Sanchi's Wreck May Be Leaking Bunker Fuel


By The Maritime Executive 01-19-2018 02:02:00

China's State Oceanic Administration said Friday that the surface slick above the wreck of the tanker Sanchi may indicate that she is leaking bunker fuel. Her heavy bunkers will persist in the marine environment for longer than her cargo of ultra-light natural gas condensate, experts warned.

The 40-square-mile spill's shape has changed and now takes the form of four separate slicks. While it may inflict environmental damage on marine life in the East China Sea, the petroleum is not expected to reach shore in significant quantities. 

Red areas indicate likeliest concentration of spilled cargo over time (University of Southampton National Oceanography Centre)
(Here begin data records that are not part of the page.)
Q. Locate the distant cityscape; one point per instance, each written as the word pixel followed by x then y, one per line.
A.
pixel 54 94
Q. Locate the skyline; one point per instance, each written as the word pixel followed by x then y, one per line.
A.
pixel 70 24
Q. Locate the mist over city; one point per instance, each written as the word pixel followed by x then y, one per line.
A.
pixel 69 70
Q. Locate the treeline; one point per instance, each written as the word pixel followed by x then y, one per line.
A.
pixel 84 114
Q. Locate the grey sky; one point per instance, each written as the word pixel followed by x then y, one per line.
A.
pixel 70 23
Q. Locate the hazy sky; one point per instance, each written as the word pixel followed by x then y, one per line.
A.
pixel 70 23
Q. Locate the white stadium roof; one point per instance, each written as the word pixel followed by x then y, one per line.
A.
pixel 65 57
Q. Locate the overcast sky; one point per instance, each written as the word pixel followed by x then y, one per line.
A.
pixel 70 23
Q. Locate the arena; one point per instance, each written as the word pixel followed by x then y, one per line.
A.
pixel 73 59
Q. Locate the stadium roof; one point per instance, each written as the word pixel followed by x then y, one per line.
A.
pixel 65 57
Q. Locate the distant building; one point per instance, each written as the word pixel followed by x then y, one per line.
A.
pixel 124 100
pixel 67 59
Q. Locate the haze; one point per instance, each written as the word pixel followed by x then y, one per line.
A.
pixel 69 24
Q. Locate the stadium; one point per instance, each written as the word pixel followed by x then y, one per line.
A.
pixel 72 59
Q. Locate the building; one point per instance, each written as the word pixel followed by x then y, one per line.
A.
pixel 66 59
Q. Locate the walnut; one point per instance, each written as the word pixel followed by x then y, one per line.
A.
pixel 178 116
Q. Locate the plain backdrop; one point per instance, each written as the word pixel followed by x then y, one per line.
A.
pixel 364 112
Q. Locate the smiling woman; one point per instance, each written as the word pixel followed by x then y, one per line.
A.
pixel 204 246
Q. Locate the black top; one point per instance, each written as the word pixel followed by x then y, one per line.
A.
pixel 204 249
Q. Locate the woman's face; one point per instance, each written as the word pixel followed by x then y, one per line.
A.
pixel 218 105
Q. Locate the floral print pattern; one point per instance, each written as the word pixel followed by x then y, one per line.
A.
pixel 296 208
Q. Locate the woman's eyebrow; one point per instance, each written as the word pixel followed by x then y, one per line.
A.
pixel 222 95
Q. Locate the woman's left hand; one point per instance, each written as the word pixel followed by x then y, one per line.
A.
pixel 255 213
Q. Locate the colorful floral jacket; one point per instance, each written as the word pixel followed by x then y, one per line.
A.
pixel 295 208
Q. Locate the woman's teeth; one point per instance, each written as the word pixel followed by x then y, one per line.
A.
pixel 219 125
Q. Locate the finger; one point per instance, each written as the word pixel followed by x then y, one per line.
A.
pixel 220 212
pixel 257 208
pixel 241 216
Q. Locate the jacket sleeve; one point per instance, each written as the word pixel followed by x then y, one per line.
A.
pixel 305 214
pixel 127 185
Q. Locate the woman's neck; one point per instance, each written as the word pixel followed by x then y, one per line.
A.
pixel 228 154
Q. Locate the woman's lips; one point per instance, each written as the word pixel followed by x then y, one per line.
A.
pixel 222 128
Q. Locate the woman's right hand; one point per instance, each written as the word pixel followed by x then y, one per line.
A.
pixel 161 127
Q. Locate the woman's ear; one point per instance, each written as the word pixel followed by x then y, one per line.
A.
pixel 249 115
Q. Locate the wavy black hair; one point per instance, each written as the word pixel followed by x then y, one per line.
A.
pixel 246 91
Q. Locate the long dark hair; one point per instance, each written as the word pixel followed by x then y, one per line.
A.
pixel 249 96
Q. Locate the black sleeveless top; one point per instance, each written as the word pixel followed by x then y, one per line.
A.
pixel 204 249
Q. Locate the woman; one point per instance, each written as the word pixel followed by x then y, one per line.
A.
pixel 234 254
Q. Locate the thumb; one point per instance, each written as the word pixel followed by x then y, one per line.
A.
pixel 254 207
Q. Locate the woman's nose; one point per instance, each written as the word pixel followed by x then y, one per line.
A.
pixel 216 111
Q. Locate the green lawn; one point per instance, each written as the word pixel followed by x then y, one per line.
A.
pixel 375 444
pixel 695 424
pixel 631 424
The Chinese spill response team will deploy an ROV to investigate the state of the Sanchi's wreckage. The wreck site is shallow enough for technical diving, and salvors may be able to reduce the extent of the spill by pumping out Sanchi's tanks, depending on conditions at the bottom. Experts have estimated that she had 1,000 tonnes of fuel on board at the time of the sinking, though the exact amount is unknown. 

"The residual oil [HFO] would be a main problem. Compared to spilled oil on the surface, which could be cleaned easily, the residual oil in the sunken tanker will continue to spill under the sea. That's why salvage operations are important," said Ma Jun, director of China's Institute of Public and Environmental Affairs, speaking to the Global Times on Friday. 
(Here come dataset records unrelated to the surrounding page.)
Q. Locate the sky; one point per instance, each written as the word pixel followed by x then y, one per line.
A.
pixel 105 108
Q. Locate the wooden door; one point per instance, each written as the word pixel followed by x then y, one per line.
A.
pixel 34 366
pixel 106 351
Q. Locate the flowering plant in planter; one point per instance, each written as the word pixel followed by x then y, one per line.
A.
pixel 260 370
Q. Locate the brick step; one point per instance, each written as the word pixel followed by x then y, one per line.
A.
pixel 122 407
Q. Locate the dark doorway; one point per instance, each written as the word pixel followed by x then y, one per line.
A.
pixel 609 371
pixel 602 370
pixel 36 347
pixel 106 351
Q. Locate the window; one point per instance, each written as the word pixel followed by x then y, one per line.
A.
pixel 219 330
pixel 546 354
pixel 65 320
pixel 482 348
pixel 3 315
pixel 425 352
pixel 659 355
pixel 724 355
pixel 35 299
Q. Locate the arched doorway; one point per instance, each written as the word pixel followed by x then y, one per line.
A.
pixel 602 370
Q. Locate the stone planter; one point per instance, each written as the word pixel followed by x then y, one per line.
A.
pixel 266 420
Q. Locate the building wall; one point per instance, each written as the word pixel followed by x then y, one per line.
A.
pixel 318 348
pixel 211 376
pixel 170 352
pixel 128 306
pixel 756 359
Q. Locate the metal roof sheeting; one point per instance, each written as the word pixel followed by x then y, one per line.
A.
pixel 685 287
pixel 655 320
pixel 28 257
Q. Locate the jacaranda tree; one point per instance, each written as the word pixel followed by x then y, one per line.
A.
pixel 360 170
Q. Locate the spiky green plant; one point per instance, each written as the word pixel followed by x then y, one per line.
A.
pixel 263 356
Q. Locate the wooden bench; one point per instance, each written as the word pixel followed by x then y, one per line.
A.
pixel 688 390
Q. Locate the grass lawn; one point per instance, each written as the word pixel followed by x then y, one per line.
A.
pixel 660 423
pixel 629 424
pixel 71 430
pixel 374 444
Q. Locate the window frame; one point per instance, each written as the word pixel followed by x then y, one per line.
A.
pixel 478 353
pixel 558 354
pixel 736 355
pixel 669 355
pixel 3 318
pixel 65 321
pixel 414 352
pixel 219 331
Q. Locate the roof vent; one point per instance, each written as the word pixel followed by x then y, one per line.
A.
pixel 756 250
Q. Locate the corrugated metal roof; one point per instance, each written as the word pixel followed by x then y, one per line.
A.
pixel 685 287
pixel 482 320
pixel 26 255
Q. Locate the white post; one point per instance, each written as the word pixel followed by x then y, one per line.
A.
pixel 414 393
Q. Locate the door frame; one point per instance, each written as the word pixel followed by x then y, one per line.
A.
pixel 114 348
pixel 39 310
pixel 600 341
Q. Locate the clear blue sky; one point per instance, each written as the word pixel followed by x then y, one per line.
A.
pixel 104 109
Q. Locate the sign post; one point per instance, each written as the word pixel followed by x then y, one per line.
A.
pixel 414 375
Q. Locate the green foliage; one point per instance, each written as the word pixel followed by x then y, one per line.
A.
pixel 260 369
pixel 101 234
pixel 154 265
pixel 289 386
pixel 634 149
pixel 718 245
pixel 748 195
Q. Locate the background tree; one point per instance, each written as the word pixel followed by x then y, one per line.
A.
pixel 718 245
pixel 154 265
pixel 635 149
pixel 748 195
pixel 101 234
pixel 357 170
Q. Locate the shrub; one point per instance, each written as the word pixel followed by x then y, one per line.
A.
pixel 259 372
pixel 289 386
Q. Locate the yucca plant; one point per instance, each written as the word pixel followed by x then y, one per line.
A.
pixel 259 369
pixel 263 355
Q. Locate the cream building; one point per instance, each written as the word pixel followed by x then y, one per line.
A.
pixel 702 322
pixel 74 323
China details fire response efforts

The raging fire and repeated explosions aboard the Sanchi were unlike anything Chinese response agencies have had to face before, the nation's Ministry of Transport said Friday. 

"As there were no similar incidents in history, we have no rescue practice or experience to follow, posing huge difficulties for the rescue . . . but saving people's lives is our top priority," said ministry official Zhi Guanglu, speaking to reporters in Beijing. "In the process of the rescue, our ships and sailors were constantly in danger."

Zhi detailed the unique problems SAR crews faced during the firefighting effort. The Sanchi's position was about 20 hours of steaming time from shore for the response boats, and the attempt to put out the burning condensate required the responders to constantly replenish their supply of firefighting foam. The fire also put out clouds of toxic gas, forcing rescue vessels to keep their distance. In addition, the heat was severe enough to strip off Sanchi's topside paint from stem to stern, and temperatures approached 200 degrees in her wheelhouse on the relatively calm day that salvors boarded to attempt a rescue. 

The leader of that salvage boarding party, Xu Junlin, told CGTN on Friday that his team members were not sure that they would return alive. "We took a group photo before we went,” he said. “We all had the thought that if we did not return, we should at least leave a final glimpse of us for our families.”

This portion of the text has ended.